Kern van de overdenking
Met zijn beschrijving van het hele leven laat Prediker een nuchter geluid horen tegen alle dromen van de mensheid: de tijden zijn niet anders dan wij zelf zijn. Soms zijn we mensen die planten, die baren, die helen, bouwen en herstellen. We kunnen wat en we kunnen veel betekenen. Maar op andere tijdstippen zijn wij ook mensen die doden, die breken, die verkillen en haten.
Overdenking (de tijd)
Toen ik in Kampen mijn theologiestudie aan het afronden was, moest ik natuurlijk een scriptie schrijven. Daar hoorden gesprekken met mijn scriptiebegeleider bij, en ik herinner me uit die gesprekken een uitspraak van mijn mentor die me altijd bij is gebleven. Toen ik verzuchtte dat ik door drukte nauwelijks tijd had om geconcentreerd aan mijn scriptie te werken, zie hij tegen mij: Er is altijd tijd Johan. Ja inderdaad, er is altijd tijd maar wij delen de tijd in naar de klok en die klok bepaalt wat wij van de tijd ervaren die ons is toegemeten. Vooral in onze Westerse cultuur leven wij met de klok. Onze cultuur heeft de klok, andere, primitievere culturen, hebben de tijd. Het is een cliché, maar het is ook waar. Mensen hebben verschillende ervaringen met de tijd. Gezegdes als tijd is geld, de tijd heelt alle wonden, komt tijd komt raad, gezelligheid kent geen tijd en uit de tijd zijn, laten dat zien.

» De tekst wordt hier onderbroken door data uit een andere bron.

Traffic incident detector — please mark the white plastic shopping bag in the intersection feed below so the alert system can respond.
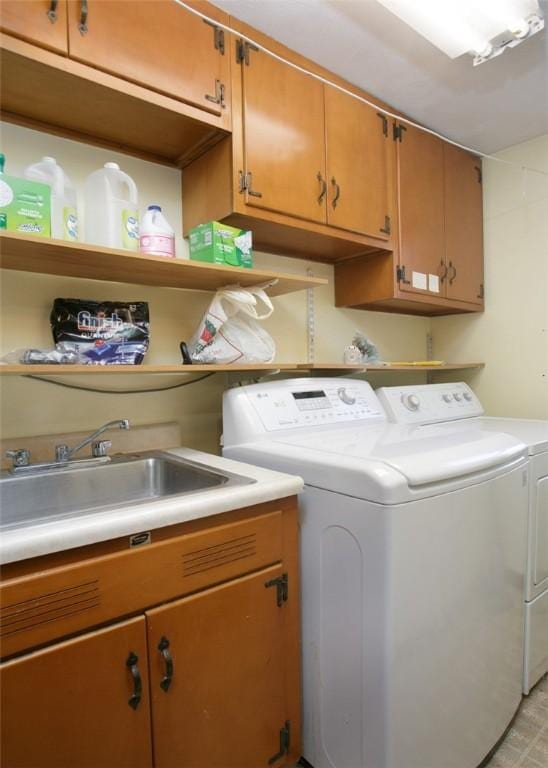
[188,285,276,365]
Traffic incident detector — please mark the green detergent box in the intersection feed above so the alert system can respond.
[189,221,253,268]
[0,158,51,237]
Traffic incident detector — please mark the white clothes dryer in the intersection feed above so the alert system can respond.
[223,378,527,768]
[377,382,548,694]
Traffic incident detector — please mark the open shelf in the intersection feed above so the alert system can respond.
[297,363,485,373]
[0,232,328,296]
[0,363,484,376]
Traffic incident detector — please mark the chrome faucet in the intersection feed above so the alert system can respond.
[6,419,129,475]
[55,419,129,463]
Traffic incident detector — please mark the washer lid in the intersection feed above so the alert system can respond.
[275,422,526,486]
[474,416,548,456]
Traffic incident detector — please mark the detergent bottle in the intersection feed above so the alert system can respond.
[140,205,175,259]
[84,163,139,251]
[23,157,78,241]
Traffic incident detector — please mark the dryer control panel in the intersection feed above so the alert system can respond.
[377,381,483,424]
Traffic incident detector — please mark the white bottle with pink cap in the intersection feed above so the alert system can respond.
[139,205,175,259]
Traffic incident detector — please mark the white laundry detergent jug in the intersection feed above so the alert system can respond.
[84,163,139,251]
[23,157,78,241]
[140,205,175,259]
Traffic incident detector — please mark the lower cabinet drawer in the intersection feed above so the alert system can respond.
[0,511,283,657]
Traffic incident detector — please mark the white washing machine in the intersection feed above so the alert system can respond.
[223,378,527,768]
[377,382,548,693]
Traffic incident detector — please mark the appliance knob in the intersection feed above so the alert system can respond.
[403,395,421,411]
[337,387,356,405]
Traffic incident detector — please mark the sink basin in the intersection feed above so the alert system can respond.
[0,451,255,530]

Meestal is wel duidelijk wat met die gezegdes bedoeld wordt. En ervaringen van mensen kunnen verschillen. Mensen die hun grote liefde ontmoeten, kunnen het idee hebben dat voor hen een nieuwe tijd begonnen is. Anderen, die met het verlies van een dierbare te maken krijgen, kunnen het gevoel hebben dat de tijd stil staat en ze verbazen zich erover dat de wereld gewoon doordraait. Een mens kan zich in de tijd beurtelings heel gelukkig of juist heel ontheemd voelen. Maar ook deze menselijk ervaringen geven wel iets prijs van hoe tijd kan worden beleefd, maar geeft nog geen verheldering over wat tijd nou eigenlijk is.
In de vierde eeuw na chr. leefde in Hippo, een stad in Noord Afrika, een bisschop met de naam Augustinus, die de vroege kerk sterk heeft beȉnvloed met zijn denkbeelden. In de katholieke traditie is hij nog steeds een heel erg belangrijke kerkvader. Zijn misschien wel bekendste werk is het boek Confessiones, waarin Augustinus terugblikt op zijn leven voor en na zijn bekering tot het christendom. In het elfde boek van dit werk stelt hij de beroemde vraag: Wat is immers tijd? Als niemand het me vraagt, dan weet ik het. Als ik het wil uitleggen aan iemand die ernaar vraagt, dan weet ik het niet.
Ik kan me natuurlijk niet vergelijken met Sint Augustinus, maar mij vergaat het ook zo als ik over de tijd nadenk. Volgens Einstein is tijd een functie van ruimte. Ruimte en tijd scheidt hij niet van elkaar, de ruimte en de snelheid waarmee wij ons in die ruimte bewegen, bepaalt de tijd. Hij heeft het in die zin dan ook over ruimtetijd. U kent denk ik wel de vertellingen over een mens die met grote snelheid een reis maakt naar een verre planeet, bijvoorbeeld de planeet Mars. Hij doet er twee jaar over, maar als hij terugkeert op aarde, is die aarde wel vijftig jaar ouder geworden. Ik heb dat altijd moeilijk te begrijpen gevonden, maar de theorie van Einstein - hoe sneller je je beweegt, des te trager gaat de tijd die je ervaart - maakt het wel een beetje inzichtelijker.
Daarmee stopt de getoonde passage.